Hidden disclaimers: Paid promotions often contain tiny or concealed disclaimers that are easy to miss.
Investors should develop habits such as: upon seeing a crypto press release, do not buy immediately. Instead, verify the project’s actual status by checking GitHub code update frequency, the authenticity and activity of social media communities (not fake bot followers), team backgrounds, and whether there are independent audits or security reports. If a project only has hype from press releases but lacks these tangible proofs, exercise extreme caution.
Furthermore, investors can use this information inversely: when an unknown project suddenly releases many press releases and the price surges, it may be a pump-and-dump signal, and one should avoid chasing or consider shorting. Conversely, projects that rarely issue press releases and quietly develop their products might be more reliable for long-term investment.
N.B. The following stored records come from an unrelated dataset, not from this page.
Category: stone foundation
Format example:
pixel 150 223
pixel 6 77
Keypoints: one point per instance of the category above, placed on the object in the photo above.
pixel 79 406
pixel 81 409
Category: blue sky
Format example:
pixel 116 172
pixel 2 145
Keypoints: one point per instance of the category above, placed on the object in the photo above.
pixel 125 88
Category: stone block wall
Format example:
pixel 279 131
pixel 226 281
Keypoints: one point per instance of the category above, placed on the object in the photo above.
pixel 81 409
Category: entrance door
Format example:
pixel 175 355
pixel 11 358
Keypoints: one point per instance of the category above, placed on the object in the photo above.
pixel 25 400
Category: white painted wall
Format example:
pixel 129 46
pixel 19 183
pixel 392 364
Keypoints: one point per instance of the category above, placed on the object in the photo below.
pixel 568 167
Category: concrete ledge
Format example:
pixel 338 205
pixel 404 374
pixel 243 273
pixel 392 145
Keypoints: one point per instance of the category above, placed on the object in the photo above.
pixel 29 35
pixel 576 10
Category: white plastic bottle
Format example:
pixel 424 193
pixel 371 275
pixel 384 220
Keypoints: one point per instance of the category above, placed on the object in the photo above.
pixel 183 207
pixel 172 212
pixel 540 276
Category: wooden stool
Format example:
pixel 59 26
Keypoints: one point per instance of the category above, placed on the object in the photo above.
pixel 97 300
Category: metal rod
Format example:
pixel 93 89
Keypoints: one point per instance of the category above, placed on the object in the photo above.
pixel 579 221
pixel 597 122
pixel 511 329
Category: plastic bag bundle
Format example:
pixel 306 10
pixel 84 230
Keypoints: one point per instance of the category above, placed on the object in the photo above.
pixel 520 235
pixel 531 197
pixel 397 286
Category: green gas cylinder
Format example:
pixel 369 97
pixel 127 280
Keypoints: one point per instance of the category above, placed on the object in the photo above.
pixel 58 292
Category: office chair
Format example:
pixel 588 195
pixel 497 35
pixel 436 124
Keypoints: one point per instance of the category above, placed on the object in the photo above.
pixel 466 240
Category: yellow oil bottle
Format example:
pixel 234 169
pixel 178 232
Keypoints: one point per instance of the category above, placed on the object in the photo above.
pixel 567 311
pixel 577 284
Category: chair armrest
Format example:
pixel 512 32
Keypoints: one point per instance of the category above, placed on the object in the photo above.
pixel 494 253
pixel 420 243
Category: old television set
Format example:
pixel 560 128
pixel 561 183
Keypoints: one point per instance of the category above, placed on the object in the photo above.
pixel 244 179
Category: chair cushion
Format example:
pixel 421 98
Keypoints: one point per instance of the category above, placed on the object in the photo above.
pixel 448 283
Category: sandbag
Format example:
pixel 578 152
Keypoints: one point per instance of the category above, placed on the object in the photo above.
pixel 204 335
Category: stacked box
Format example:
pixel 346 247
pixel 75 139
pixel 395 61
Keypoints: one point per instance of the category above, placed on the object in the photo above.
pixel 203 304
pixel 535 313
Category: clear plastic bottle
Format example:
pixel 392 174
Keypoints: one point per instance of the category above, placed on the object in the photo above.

From an industry perspective, the proliferation of low-quality, hype-driven press releases damages the reputation of the entire crypto sector. When mainstream media and regulators observe large amounts of misleading or exaggerated news, it deepens negative perceptions, reinforcing the idea that the industry is riddled with scams and hype. This reputational damage ultimately harms all projects, including those genuinely working on real innovation and development.